Tax return shams and dreams of a mongoose

It’s the letter from the IRS that everybody dreams about. It said this: “We changed your 2017 Form 1040 to match our record of your estimated tax payments, credits applied from another tax year, and/or payments received with an extension to file. As a result, you are due a refund of …” and here there were literally the words “Drumroll please” typed into the rather official-looking document with this figure: $8,216.00.

Holy …!!! Can this be right?!? I’m rich!!!

In my mind, I had already spent it. I would buy a 4K TV to put on the wall behind the sofa, in case I ever turned around or stretched or just grew tired of facing north. I would buy some kind of exotic animal, like maybe a mongoose with a gold earring, and name him Eric the Wise. I would buy my dog an automatic dog feeder so she’ll stop bugging me when I’m trying to write this column … like she is right now … AND FOR THE LAST TIME … IT’S TOO EARLY FOR BREAKFAST!!!

Nowhere in my mind — my conscious, somewhat coherent, wait-just-a-friggin’ minute mind — did the obvious scream out: Uh, doesn’t it concern you that this seems a little too good to be true … especially considering the fact you haven’t even filed this year’s Form 1040 yet?

Who cares … I’m coming Eric the Wise!!!

I sent an email to my accountant. It said this: “So, I just got this letter from the IRS. You know, the one that everybody dreams about. I would like you to tell me that it is true and factual and I can go buy my mongoose, Eric. BTW, did you happen to submit my tax return without my knowledge? ‘Cus if not, I might have a problem.”

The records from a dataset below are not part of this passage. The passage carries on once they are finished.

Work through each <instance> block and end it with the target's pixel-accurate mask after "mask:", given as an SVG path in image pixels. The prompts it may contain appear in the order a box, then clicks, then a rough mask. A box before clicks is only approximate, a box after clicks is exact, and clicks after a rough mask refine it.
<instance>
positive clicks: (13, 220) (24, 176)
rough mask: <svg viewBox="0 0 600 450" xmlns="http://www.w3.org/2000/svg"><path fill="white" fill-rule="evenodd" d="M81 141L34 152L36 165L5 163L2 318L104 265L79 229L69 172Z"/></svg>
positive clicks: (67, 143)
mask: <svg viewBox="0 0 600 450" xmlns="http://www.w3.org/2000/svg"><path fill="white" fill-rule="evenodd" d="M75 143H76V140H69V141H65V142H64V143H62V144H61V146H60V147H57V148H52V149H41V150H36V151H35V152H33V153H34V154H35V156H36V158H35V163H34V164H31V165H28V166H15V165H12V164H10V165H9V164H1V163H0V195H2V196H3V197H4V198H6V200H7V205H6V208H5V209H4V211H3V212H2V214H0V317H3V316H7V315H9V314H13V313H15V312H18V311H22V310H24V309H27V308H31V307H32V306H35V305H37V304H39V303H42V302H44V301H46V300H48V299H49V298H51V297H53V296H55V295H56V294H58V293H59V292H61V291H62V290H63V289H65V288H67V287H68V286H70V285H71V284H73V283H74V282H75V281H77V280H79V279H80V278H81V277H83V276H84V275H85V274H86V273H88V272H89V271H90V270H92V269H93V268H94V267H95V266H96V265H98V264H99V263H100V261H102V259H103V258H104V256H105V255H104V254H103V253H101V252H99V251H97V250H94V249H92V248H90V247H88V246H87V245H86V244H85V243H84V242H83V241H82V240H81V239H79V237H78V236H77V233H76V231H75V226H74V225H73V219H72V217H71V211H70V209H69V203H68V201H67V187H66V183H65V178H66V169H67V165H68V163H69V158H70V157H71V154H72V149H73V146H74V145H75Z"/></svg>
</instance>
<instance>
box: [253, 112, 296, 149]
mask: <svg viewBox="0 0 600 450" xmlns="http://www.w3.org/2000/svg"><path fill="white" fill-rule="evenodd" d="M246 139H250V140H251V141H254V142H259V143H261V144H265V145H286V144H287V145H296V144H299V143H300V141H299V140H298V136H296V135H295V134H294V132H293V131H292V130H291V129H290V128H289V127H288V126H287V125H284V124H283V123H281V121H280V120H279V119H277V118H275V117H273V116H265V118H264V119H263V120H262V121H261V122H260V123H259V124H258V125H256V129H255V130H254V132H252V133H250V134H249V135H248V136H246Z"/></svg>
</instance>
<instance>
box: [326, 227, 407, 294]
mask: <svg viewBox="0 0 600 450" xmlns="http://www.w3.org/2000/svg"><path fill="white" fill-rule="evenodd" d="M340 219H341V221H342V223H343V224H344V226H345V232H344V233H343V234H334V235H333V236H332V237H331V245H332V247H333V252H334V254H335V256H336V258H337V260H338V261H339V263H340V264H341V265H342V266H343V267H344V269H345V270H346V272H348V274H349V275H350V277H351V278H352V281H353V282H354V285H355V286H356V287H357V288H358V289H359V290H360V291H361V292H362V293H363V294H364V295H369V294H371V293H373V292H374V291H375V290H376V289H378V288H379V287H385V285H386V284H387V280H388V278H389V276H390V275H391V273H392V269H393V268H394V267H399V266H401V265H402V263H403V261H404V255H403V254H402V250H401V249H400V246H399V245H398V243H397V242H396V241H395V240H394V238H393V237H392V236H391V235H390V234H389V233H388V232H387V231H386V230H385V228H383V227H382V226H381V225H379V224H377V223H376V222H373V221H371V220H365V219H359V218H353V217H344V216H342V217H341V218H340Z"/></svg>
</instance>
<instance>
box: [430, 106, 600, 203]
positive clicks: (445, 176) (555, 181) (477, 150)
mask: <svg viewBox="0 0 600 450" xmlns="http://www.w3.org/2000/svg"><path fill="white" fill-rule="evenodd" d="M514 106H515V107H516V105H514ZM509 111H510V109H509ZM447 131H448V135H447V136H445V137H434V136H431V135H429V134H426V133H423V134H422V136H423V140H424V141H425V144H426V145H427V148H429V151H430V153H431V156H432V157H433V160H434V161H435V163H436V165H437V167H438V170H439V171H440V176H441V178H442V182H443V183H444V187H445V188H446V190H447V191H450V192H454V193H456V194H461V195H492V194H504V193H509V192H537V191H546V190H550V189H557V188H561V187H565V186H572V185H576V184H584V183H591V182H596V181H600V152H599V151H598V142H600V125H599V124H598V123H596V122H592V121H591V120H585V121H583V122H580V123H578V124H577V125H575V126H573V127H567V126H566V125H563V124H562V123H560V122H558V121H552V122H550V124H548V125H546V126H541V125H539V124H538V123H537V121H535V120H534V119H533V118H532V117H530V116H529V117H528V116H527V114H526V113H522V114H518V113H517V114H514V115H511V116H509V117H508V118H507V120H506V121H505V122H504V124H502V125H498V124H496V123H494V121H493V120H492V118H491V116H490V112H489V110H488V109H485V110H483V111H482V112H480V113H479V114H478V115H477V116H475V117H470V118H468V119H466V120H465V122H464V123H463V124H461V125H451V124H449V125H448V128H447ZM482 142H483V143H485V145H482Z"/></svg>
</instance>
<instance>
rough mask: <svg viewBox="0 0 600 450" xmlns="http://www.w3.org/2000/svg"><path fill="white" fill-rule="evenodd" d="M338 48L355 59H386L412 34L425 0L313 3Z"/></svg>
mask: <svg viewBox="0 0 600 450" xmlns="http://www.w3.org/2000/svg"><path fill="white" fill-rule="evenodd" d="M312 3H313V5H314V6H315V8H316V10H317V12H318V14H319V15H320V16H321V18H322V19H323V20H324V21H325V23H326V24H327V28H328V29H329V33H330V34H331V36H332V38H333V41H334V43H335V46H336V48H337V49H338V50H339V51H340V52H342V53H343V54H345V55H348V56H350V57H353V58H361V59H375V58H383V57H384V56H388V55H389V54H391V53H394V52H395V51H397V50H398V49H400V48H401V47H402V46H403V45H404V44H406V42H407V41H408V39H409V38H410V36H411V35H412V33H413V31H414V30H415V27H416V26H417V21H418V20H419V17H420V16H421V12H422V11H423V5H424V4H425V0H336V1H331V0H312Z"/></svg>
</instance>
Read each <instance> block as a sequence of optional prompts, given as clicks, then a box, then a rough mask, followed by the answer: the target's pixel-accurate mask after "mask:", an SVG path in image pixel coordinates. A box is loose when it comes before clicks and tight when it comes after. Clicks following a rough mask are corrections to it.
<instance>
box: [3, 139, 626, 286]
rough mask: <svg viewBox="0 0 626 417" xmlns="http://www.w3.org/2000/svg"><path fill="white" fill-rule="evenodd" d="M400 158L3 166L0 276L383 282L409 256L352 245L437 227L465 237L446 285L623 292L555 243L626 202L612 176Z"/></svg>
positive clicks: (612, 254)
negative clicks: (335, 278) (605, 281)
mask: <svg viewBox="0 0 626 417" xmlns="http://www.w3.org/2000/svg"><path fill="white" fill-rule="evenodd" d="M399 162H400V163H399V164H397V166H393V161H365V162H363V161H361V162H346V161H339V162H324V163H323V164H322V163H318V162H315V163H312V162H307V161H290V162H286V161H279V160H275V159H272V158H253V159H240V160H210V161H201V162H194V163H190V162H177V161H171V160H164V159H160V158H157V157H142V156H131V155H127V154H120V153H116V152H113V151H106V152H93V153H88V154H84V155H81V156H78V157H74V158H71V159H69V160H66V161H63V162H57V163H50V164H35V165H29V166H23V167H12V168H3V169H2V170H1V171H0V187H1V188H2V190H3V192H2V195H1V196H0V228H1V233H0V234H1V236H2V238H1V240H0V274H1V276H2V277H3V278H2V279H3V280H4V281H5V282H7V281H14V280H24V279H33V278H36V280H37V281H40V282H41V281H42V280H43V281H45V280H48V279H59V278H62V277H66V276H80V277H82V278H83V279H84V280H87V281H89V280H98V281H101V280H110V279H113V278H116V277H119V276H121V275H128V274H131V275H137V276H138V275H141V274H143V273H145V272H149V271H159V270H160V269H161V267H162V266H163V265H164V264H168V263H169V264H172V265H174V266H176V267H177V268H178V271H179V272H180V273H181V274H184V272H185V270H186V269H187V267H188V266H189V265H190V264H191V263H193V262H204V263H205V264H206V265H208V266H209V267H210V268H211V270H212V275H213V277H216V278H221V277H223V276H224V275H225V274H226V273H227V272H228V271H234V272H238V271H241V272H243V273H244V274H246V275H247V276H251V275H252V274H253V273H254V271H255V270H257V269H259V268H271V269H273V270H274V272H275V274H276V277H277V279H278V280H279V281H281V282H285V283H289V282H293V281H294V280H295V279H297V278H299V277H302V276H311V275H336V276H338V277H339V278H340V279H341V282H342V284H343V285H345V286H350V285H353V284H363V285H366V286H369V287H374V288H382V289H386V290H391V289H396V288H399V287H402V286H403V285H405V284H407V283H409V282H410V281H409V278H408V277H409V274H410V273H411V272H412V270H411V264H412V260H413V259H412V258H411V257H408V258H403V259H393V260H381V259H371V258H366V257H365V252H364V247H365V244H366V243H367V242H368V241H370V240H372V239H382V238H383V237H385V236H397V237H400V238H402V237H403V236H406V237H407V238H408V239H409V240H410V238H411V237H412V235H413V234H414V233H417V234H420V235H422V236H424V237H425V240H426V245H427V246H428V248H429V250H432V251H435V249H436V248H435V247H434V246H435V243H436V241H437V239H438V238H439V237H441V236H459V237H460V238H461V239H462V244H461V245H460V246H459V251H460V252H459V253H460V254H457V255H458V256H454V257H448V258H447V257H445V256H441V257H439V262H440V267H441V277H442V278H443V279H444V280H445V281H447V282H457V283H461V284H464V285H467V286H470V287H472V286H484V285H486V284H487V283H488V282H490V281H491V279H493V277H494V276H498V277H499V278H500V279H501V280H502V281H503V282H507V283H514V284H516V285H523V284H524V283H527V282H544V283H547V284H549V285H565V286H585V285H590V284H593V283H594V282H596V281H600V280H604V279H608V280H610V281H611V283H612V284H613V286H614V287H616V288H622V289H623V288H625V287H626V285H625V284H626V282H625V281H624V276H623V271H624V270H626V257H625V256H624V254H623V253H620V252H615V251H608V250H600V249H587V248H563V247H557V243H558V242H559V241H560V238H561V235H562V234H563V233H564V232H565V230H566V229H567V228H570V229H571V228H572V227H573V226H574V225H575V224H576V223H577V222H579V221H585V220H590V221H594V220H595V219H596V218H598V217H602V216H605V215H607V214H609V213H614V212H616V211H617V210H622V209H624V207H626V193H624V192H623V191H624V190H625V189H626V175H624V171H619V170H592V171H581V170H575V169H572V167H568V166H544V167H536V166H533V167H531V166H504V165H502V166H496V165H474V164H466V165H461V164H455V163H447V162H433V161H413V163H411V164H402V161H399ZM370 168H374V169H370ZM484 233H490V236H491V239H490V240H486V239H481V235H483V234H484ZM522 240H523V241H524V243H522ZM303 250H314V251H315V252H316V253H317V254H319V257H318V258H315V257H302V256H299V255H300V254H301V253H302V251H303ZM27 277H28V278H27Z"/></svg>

The phone rang within 13 seconds. Oh, agony, why do you love me so?

I had been a victim of tax fraud. Actually, the government had been the victim. I, or at least my stolen information, simply was the vessel for it.

See, here’s the thing about our government: They’re very easily ripped off. You know those Nigerian email scams where a “prince” emails you for help depositing $14 billion into your checking account? You know how you always wonder who in the world falls for them? I have the answer: It’s our government!

Because this was so easy for someone to do. My accountant said my information was probably stolen in the huge data breach at a credit reporting agency. The enterprising thieves then filed a phony 1040 return with my information and requested the refund be deposited onto an untraceable pre-paid debit card. The government said, “Yeah, that sounds about right. The guy has never gotten a return this big. Never wanted it on a debit card, but what the heck. Let’s ship it out!”

Meanwhile there is a huge gap on my wall behind the sofa and I’m making color copies of my passport to prove to the IRS I’m not the guy with the debit card out buying a mongoose. I loved you, Eric the Wise!